Гойму подливали вина, и он с отчаяния все пил и пил.
– Принимаю пари. – Бледный, пьяный, он заскрежетал зубами.
– Судьей буду я! – крикнул, подняв руку, Август. – А суду оттягивать дело не след. Гойм тотчас вызовет жену в Дрезден и представит ее на первом же балу королеве.
– Гойм! Пиши! Королевский курьер отвезет письмо в Лаубегаст, – крикнул кто-то.
– Пиши письмо, пиши сейчас же! – подхватили со всех сторон.
В мгновение ока перед Гоймом оказалась бумага, Фюрстенберг силой всунул ему перо в руку, король торопил взглядом. Несчастный Гойм, у которого в минуты просветления мелькала мысль о распутстве короля и пробуждалась тревога за жену, ничего не сознавая, написал продиктованный ему приказ, чтобы жена тотчас приехала в Дрезден; бумагу молниеносно вырвали у него из рук, и вот кто-то несся уже по лестнице во двор – немедля послать королевского гонца в Лаубегаст.
– Фюрстенберг, – зашептал Август, – вижу по Гойму, что если он сегодня протрезвится, то свое распоряжение отменит, надо его напоить до бесчувствия, чтобы он ни ногой, ни рукой двинуть не мог.
– Да он уже так пьян, что я за его жизнь боюсь, – ответил князь.
– А я не боюсь, – спокойно возразил Август, – или Гойм уж так незаменим? Мы бы устроили ему пышные похороны с бесчисленным множеством пальмовых веток и венков.
Шутка короля так подействовала, что вся компания с кубками в руках окружила Гойма; его подзадоривали, придумывали тосты, подливали в амброзию из других незаметно появившихся на столе бутылок, и через полчаса… Гойм бледный как мертвец, со свесившейся головой, с неестественно разинутым ртом спал, примостившись на столе. Королевские гайдуки по данному им знаку отнесли его в постель. Скорее из предосторожности, чем заботясь о его здоровье, Гойма не отправили на носилках домой на Пирнайскую улицу, а уложили в одном из королевских покоев и приставили к нему стражу – великана Коянуса, которому было велено, если Гойм проснется, не пускать его домой. Но Гойм ни разу не проснулся; тяжело стеная во сне, он пролежал без сознания до утра. А в зале, как только его вынесли, при закрытых дверях в тесном кругу началась дикая оргия, свидетелями которой были только зеркала.

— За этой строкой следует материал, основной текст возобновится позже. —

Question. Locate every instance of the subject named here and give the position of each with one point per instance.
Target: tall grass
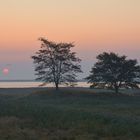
(69, 115)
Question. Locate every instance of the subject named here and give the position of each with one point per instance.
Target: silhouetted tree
(114, 71)
(55, 63)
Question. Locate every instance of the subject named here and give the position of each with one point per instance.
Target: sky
(94, 26)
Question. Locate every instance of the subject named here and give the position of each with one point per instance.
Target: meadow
(68, 114)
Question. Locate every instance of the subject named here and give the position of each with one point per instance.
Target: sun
(5, 71)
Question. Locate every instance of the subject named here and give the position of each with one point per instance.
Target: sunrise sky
(94, 25)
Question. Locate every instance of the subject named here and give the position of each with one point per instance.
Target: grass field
(69, 114)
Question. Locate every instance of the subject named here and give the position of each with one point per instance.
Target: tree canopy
(56, 63)
(114, 71)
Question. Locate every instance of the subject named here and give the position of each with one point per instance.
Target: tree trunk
(56, 86)
(116, 89)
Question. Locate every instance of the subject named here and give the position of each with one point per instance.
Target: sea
(32, 84)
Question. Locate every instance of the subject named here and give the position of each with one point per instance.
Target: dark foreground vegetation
(73, 114)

Король пришел в прекраснейшее расположение духа, которое тут же передалось его придворным. Уже занимался день, когда два гайдука вынесли наконец из зала последнего из пировавших, Августа Сильного, и, как малое дитя, уложили его в постель.
Вы упрекнете меня в пристрастном изображении? Увы! Здесь верно все до мельчайших подробностей.
Фюрстенберг, почти трезвый, один остался в разгромленном зале. Он снял парик, чтобы немного остудить голову, и, глубоко задумавшись, сказал самому себе:
– Наступает новое царство. Любомирская слишком вмешивалась в политику. Она могла бы завладеть королем, а зачем ему умная любовница? Лишь бы любила и тешила его. Это ее назначение. Посмотрим, какова жена Гойма.